The networks then flew them all back home and missed the big show, the terrible flooding. And by then the airport was washed out and roads closed, so it was local media only and the thousands of hours of amateur footage to go through from the flood victims was all they could go on.

By the time we go to press it will be interesting to see what happened in terms of reporting from Kirrily. There has already been a lot of speculation about whether it will form a cyclone or just be a bad weather system.

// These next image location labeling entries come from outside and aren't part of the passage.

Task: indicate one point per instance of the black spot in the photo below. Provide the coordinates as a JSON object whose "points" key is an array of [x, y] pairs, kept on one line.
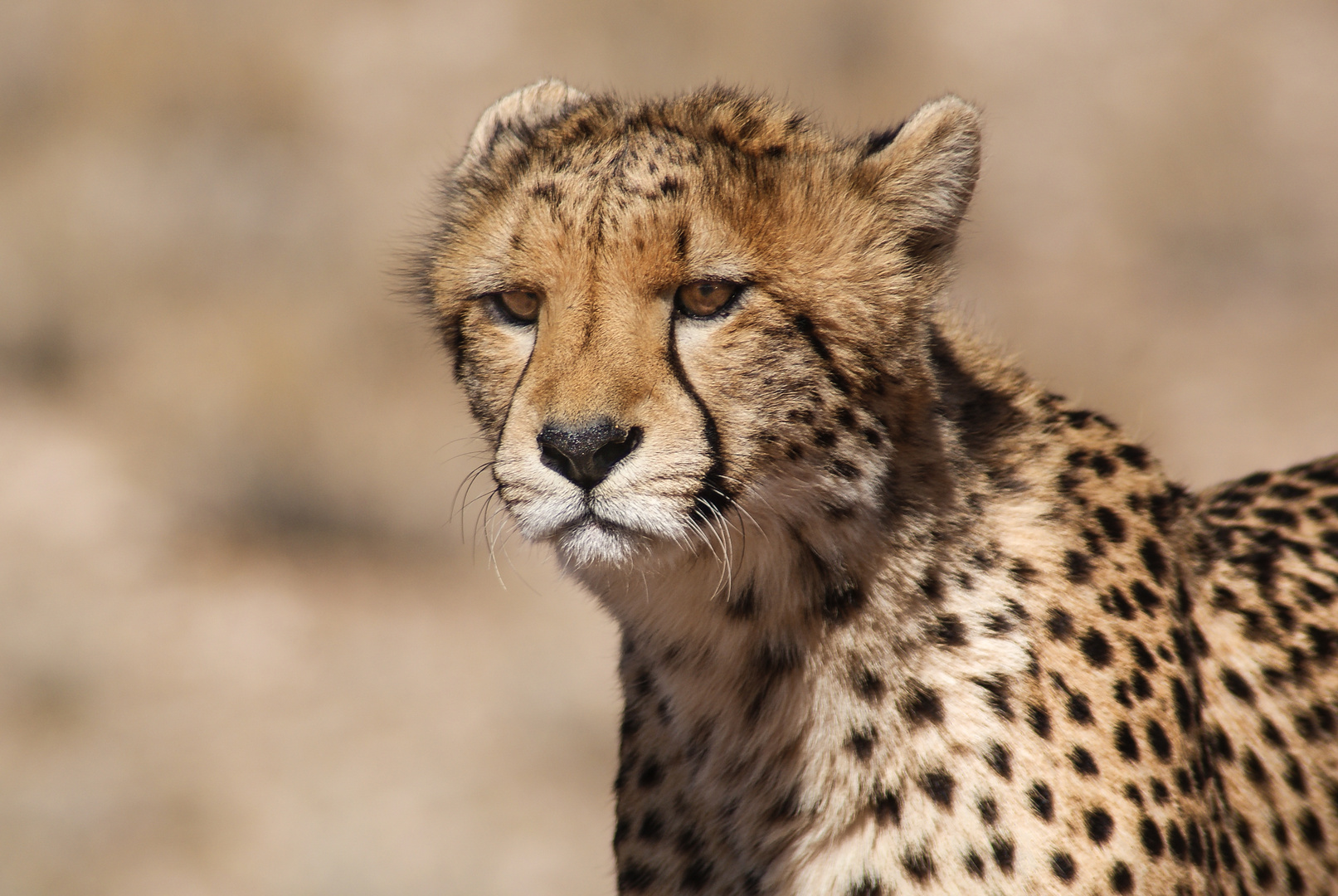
{"points": [[1040, 720], [633, 878], [1080, 709], [860, 741], [932, 586], [879, 141], [949, 631], [1159, 740], [1096, 647], [1060, 623], [1324, 717], [744, 606], [1000, 760], [1121, 879], [1083, 762], [696, 875], [1296, 883], [918, 864], [1099, 824], [1324, 644], [1078, 567], [1043, 802], [1154, 559], [1151, 836], [938, 786], [652, 773], [776, 658], [1134, 455], [922, 705], [866, 885], [1310, 830], [1147, 598], [1126, 744], [888, 808], [1227, 851], [1239, 688], [843, 468], [1275, 515]]}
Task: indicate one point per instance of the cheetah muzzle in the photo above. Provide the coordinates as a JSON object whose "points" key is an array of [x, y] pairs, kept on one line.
{"points": [[894, 618]]}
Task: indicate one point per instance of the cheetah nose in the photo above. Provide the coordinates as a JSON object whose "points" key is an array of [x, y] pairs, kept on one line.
{"points": [[586, 454]]}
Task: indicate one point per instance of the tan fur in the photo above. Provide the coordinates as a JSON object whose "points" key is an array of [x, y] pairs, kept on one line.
{"points": [[894, 618]]}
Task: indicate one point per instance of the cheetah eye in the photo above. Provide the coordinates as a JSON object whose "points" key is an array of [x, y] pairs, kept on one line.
{"points": [[517, 306], [705, 299]]}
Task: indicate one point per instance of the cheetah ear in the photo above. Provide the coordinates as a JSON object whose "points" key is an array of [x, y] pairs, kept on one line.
{"points": [[515, 117], [925, 172]]}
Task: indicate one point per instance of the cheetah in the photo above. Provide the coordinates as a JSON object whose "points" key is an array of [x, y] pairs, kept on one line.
{"points": [[894, 618]]}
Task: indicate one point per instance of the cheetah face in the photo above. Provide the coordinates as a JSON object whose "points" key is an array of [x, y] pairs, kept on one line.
{"points": [[664, 314]]}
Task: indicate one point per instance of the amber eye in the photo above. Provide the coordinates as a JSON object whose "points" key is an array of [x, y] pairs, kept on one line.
{"points": [[518, 306], [704, 297]]}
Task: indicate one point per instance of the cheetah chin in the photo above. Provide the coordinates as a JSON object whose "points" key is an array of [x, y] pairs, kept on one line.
{"points": [[894, 618]]}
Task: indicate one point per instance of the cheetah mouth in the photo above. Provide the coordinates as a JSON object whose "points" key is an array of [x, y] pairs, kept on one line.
{"points": [[591, 539]]}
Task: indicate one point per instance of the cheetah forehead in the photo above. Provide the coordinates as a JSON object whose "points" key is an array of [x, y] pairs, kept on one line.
{"points": [[718, 179]]}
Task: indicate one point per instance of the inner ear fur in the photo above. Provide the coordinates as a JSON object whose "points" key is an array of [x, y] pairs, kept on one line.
{"points": [[923, 174], [517, 115]]}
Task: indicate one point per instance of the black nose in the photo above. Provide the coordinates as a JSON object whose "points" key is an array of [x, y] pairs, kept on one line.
{"points": [[586, 454]]}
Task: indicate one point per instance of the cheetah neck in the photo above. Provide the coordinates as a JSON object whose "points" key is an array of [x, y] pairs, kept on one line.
{"points": [[798, 694]]}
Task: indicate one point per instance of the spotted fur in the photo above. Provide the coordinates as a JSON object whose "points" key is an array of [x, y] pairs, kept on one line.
{"points": [[894, 618]]}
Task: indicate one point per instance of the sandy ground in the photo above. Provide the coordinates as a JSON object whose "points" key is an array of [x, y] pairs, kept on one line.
{"points": [[251, 644]]}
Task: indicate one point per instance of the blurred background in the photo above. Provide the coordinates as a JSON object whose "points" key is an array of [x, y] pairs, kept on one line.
{"points": [[248, 642]]}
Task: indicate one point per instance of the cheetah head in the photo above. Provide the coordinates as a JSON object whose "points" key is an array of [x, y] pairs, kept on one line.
{"points": [[679, 316]]}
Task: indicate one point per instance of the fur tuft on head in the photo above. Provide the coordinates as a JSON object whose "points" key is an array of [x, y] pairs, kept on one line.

So, an interesting fact. A cyclone doesn’t just form, it becomes a low-pressure system which rotates clockwise and when it reaches the magic number of around 960 millibars it is then recategorised into a cyclone – thanks Wikipedia.

But I digress. Back to home. Those of us who have lived around the district before 2019 know the weather of the Central Highlands can deliver a beautiful, long summer worthy of having a pool installed, and used for at least a few months – unless you have something really heated or room for one inside. I do know of one house in Glenlyon with an indoor pool. Not sharing names though.

But since December 2019 the summers here have been diabolical with “bite through you” south-easterlies being a common thing where the southern side of the Ranges stop and give way to the historically dryer northern side, as in Lyonville to Glenlyon.

Traditionally the weather is like chalk and cheese, especially during south- easterlies even though as the crow flies it’s only around 10 kilometres, but these days we seem to get more water-laden winds from that direction. And, of course, there is no truth to climate change, said tongue firmly in cheek.

So, as we say hello to the last month of the summer I say what a bloody scam. I bought a few new pairs of shorts in readiness and some banger uber-cool shirts from the Mill Markets and have only had a couple of times to trot them out.